Aux États-Unis, une campagne visant à transformer les lois sur la propriété des héritiers vise à préserver l'héritage des communautés noires en prenant le contrôle des titres de propriété fracturés.

La catégorie légale «biens» des héritiers est une forme de propriété collective par défaut dans laquelle les héritiers des terres ne se voient attribuer qu'un intérêt partiel dans une parcelle, ce qui équivaut à recevoir une part des actions d'une société. En conséquence, la propriété est généralement divisée en parties de plus en plus petites au fil des générations.

Comme les bénéficiaires n'ont pas de titre clair, les terres ne peuvent pas être utilisées comme garantie pour obtenir des prêts et ne sont généralement pas admissibles aux secours fédéraux en cas de catastrophe. Et le terrain peut être vendu sans le plein consentement de la famille car les lois sur la propriété de la plupart des États autorisent un copropriétaire unique à déclencher une procédure judiciaire pour vendre une partie du terrain. Cela peut amener les juges à mettre la totalité de la propriété en vente à un prix inférieur à sa valeur marchande.

Part de l'héritage familial

Un article sur Le site de la nation a cité l'exemple de Sandra Thompson, qui avait prévu de recevoir une part de l'héritage de sa famille lorsque sa grand-mère serait décédée. Thompson devrait devenir copropriétaire d'une parcelle de terrain 4.3 située dans le comté de Leon, en Floride, avec ses tantes et son père. D'autres membres de la famille ont construit cinq propriétés sur le terrain.

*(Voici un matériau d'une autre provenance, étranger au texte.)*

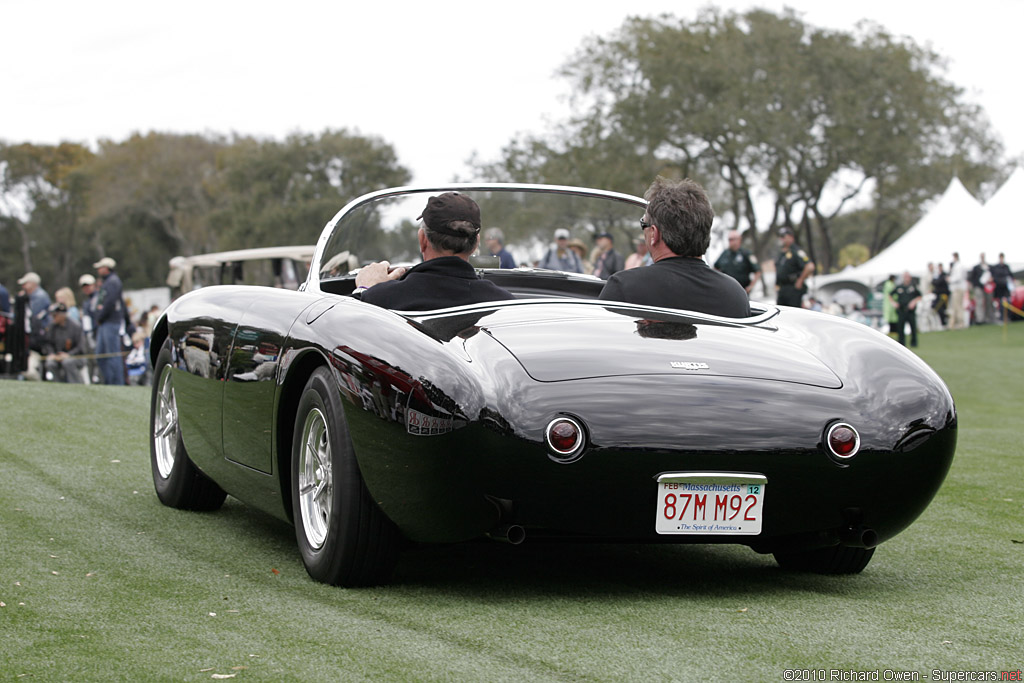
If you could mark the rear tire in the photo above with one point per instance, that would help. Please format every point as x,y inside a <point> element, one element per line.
<point>178,482</point>
<point>834,560</point>
<point>344,538</point>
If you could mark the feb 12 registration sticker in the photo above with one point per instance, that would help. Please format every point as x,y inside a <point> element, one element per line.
<point>710,503</point>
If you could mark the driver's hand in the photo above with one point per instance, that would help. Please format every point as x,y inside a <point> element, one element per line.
<point>377,272</point>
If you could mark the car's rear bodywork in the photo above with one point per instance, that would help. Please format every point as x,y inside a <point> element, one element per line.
<point>448,412</point>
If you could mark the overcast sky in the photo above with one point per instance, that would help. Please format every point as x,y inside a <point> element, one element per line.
<point>437,80</point>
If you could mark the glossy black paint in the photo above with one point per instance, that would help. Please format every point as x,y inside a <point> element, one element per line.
<point>446,412</point>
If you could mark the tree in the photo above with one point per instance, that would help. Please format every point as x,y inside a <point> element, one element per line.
<point>764,109</point>
<point>42,198</point>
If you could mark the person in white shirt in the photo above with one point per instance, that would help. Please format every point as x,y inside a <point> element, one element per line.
<point>957,294</point>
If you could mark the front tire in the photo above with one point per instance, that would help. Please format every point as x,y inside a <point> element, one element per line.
<point>834,560</point>
<point>343,537</point>
<point>178,482</point>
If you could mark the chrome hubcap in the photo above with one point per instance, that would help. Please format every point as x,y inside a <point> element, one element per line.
<point>315,478</point>
<point>165,425</point>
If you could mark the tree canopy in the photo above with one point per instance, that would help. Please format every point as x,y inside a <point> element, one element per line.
<point>766,111</point>
<point>152,197</point>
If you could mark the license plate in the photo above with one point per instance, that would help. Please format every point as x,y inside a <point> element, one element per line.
<point>710,503</point>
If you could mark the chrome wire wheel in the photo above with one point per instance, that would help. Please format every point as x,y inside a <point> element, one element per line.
<point>315,478</point>
<point>165,426</point>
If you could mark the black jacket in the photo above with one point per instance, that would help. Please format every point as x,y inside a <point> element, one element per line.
<point>680,282</point>
<point>439,283</point>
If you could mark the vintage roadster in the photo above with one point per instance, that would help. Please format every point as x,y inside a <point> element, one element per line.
<point>554,415</point>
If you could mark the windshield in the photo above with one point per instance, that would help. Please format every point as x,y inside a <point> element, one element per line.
<point>385,227</point>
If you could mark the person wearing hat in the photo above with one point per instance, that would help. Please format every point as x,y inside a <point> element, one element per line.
<point>608,261</point>
<point>495,240</point>
<point>559,256</point>
<point>39,308</point>
<point>449,236</point>
<point>110,322</point>
<point>677,228</point>
<point>87,283</point>
<point>793,267</point>
<point>62,347</point>
<point>577,245</point>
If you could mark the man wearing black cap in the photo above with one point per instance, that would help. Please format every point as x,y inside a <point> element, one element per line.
<point>793,267</point>
<point>677,228</point>
<point>451,232</point>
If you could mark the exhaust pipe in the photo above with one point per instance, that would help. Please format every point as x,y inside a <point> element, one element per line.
<point>511,534</point>
<point>858,537</point>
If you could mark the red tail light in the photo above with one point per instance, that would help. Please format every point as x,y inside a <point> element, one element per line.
<point>843,440</point>
<point>564,437</point>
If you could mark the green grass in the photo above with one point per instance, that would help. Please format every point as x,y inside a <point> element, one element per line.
<point>100,582</point>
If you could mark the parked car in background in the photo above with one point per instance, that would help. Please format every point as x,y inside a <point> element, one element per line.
<point>284,267</point>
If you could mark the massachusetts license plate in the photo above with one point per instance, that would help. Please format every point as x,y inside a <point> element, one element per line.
<point>710,503</point>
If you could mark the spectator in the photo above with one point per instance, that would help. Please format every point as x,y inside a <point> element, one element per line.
<point>137,360</point>
<point>66,296</point>
<point>957,294</point>
<point>39,309</point>
<point>1001,276</point>
<point>110,323</point>
<point>559,256</point>
<point>907,297</point>
<point>940,288</point>
<point>62,347</point>
<point>577,245</point>
<point>981,290</point>
<point>739,263</point>
<point>677,227</point>
<point>889,310</point>
<point>793,267</point>
<point>495,240</point>
<point>89,295</point>
<point>608,261</point>
<point>4,300</point>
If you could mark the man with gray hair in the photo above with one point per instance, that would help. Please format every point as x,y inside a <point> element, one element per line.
<point>677,228</point>
<point>560,256</point>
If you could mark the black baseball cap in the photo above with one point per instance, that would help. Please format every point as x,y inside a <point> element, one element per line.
<point>443,209</point>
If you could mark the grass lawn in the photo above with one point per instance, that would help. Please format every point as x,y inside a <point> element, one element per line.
<point>99,582</point>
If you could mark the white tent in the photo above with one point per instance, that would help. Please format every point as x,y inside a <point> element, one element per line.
<point>955,223</point>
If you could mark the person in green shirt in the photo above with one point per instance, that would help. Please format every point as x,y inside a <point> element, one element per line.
<point>739,263</point>
<point>889,304</point>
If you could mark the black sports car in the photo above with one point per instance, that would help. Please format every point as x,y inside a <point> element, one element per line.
<point>551,416</point>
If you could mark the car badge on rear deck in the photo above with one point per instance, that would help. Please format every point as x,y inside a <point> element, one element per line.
<point>688,365</point>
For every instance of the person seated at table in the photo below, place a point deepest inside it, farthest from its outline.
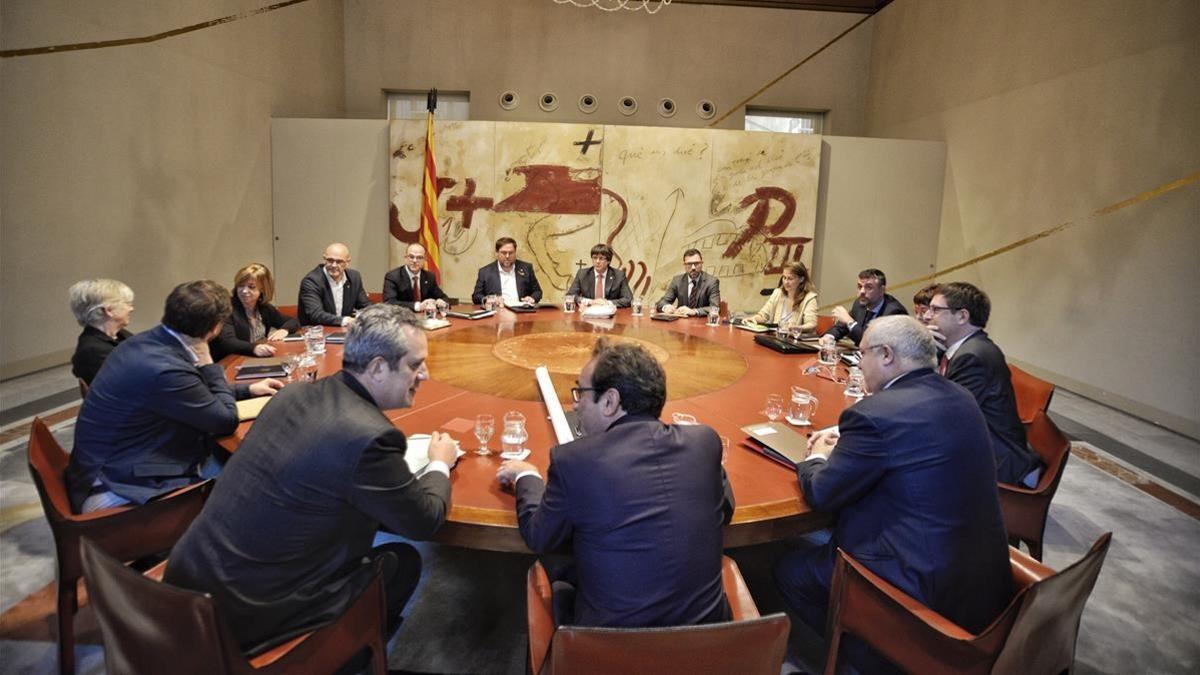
(693, 293)
(793, 303)
(509, 278)
(147, 424)
(873, 303)
(912, 488)
(102, 306)
(331, 292)
(958, 314)
(285, 542)
(255, 322)
(600, 282)
(412, 286)
(643, 555)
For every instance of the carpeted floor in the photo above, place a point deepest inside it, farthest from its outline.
(468, 613)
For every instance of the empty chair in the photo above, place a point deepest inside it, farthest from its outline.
(748, 645)
(153, 627)
(1033, 394)
(127, 532)
(1035, 634)
(1026, 509)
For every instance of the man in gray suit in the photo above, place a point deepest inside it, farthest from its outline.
(694, 292)
(285, 543)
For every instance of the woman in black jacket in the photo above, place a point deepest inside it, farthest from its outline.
(255, 321)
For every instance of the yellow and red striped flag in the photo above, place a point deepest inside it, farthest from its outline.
(429, 234)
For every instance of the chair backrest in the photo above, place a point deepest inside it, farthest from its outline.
(1043, 638)
(1032, 393)
(151, 627)
(737, 647)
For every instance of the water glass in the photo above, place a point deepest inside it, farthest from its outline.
(485, 425)
(315, 340)
(856, 382)
(774, 407)
(804, 404)
(514, 436)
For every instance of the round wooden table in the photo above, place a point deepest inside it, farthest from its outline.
(717, 374)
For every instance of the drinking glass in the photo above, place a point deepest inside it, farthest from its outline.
(485, 425)
(315, 340)
(514, 436)
(774, 407)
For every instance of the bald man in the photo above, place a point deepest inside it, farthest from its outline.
(331, 292)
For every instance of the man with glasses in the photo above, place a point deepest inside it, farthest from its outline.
(641, 503)
(873, 303)
(412, 286)
(694, 292)
(911, 483)
(959, 312)
(331, 292)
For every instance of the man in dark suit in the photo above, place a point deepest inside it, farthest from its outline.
(643, 555)
(911, 482)
(148, 422)
(285, 542)
(693, 293)
(509, 278)
(411, 285)
(612, 286)
(959, 312)
(873, 303)
(331, 292)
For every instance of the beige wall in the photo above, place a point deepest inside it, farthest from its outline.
(1051, 111)
(149, 163)
(685, 53)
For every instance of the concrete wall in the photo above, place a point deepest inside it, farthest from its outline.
(1051, 111)
(685, 52)
(149, 163)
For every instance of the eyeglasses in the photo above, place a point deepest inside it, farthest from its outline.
(577, 390)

Finders Deals internationaux en services d'évaluation de la propriété et de vente pour des ventes de propriété d'homologation rapides et efficaces. Pour en savoir plus, appelez Saida Abasheikh, directrice des ventes et des services immobiliers agréée RICS, au 020 3859 4418.

Cependant, à la suite du décès de sa grand-mère, Thompson a appris que, comme son testament n'avait pas été rédigé conformément aux lois de l'État, le terrain était classé comme propriété des héritiers. Sa famille était déterminée à garder la propriété, mais le processus légal pour dégager leur titre de propriété coûtait environ 10,000 - plus que son prix d'achat initial.

Selon The New Yorker, un tiers de toutes les terres appartenant aux Noirs dans le sud sont la propriété de leurs héritiers. Il représente 3.5 millions d'acres et vaut environ milliards de dollars 28.

Modèle de réforme du droit des biens de l'État

À présent, la loi UPHPA (Uniform Partition of Heirs Property Act) offre un modèle de réforme du droit de la propriété au niveau des États, qui modifierait radicalement les règles relatives à l'héritage dans les communautés marginalisées. Il établit des procédures régulières pour éviter les ventes de partition brusques et les tribunaux doivent informer tout le monde lorsqu'un copropriétaire souhaite vendre une partie du terrain et donner aux autres la possibilité de racheter cette personne en premier.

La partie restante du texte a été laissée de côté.